Brookside Capital, LLC, a registered investment adviser based in Boston (hereinafter, the Adviser), was the subject of a recent administrative order issued by the SEC (SEC IA Release No. 3226, June 28, 2011) in connection with the violation by the Adviser of Rule 105 of Regulation M of the Securities Exchange Act of 1934 and Section 203(e) of the Investment Advisers Act of 1940.
Rule 105 of Regulation M prohibits short selling of equity securities during a restricted period prior (i.e., five business days before the pricing of the offered securities and ending with such pricing) to a public offering and then repurchasing the subject securities in the offering. The Adviser violated Rule 105 in connection with short sales prior to the public offering and then purchased shares in the public offering of Lincoln National Corporation Co. in June 2009. The Adviser, in conducting the transactions in the hedge fund it advises, made profits of more than $1.6 million in such prohibited transactions. The hedge fund primarily invests in equities of public companies. At the time of the investments, the Adviser had no policies, procedures, or controls in place designed to detect or prevent Rule 105 violations.

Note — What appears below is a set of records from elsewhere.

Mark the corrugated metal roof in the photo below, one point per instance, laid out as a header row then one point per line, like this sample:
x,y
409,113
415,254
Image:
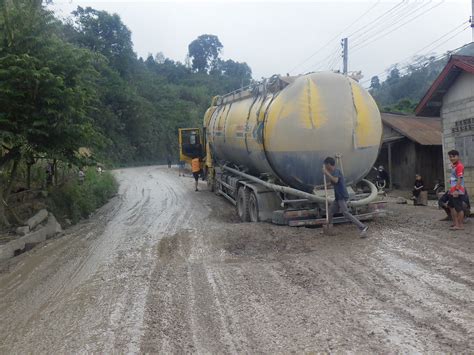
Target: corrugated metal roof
x,y
430,104
423,130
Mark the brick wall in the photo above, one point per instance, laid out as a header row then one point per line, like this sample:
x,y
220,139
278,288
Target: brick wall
x,y
458,104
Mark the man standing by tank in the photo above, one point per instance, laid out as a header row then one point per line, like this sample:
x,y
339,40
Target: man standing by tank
x,y
457,192
340,195
196,169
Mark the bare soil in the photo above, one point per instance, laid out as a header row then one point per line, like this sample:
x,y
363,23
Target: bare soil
x,y
162,268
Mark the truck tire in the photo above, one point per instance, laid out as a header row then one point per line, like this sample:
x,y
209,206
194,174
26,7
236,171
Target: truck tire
x,y
253,207
243,204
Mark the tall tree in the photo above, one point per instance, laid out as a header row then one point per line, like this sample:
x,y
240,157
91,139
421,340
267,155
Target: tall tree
x,y
204,52
375,83
46,88
102,32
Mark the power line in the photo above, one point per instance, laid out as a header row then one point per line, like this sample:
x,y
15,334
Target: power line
x,y
396,28
336,36
378,18
396,19
438,57
335,51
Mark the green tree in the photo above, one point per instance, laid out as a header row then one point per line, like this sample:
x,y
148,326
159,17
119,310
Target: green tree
x,y
104,33
46,90
204,52
375,83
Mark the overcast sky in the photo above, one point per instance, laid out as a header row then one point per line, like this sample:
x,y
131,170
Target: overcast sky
x,y
296,37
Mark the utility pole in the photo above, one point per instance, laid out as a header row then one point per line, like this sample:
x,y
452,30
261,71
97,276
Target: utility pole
x,y
345,53
472,20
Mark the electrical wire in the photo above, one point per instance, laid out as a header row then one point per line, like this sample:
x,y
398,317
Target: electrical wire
x,y
395,20
317,65
396,28
436,58
336,36
378,19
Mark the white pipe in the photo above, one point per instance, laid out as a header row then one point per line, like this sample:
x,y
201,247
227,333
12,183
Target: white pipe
x,y
311,197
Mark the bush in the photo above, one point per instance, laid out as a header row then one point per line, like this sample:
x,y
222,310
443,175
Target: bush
x,y
75,201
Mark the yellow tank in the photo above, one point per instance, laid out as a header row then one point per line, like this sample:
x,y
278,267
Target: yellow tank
x,y
286,126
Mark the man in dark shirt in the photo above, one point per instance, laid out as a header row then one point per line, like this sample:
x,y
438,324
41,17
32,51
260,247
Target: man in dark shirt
x,y
340,195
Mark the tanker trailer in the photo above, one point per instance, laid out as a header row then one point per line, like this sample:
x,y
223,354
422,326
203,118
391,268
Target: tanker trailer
x,y
264,146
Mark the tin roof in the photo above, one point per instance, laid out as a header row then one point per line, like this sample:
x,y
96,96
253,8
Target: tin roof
x,y
423,130
430,104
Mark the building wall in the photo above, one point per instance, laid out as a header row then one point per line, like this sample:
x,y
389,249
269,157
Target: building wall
x,y
410,158
458,104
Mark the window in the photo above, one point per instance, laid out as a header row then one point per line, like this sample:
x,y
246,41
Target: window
x,y
465,146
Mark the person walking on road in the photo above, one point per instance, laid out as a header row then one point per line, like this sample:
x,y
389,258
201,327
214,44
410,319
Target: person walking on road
x,y
457,192
340,195
196,169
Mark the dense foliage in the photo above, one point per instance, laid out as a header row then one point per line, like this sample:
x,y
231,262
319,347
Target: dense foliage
x,y
74,201
65,86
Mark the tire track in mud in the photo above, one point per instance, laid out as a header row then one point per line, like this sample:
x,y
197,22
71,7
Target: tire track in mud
x,y
92,297
166,269
277,289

The sanctions imposed upon the Adviser by the SEC (as agreed to by the Adviser) are as follows: (i) the Adviser is ordered to cease and desist from committing any further violations of Rule 105 of Regulation M; (ii) the Adviser is censured; and (iii) the Adviser is required to pay disgorgement in the amount of its profits (more than $1.6 million), prejudgment interest (approximately $9,000), and a civil penalty of $375,000. According to the SEC release, the SEC took into consideration the Adviser's remedial acts promptly undertaken by the Adviser and the cooperation afforded the SEC staff.
This enforcement action underscores the need for investment advisers to implement effective written procedures and policies to prevent and detect violations of provisions of the federal securities acts including Rule 105 of Regulation M. Such policies and procedures, if followed, could have prevented the violation and the resulting SEC enforcement.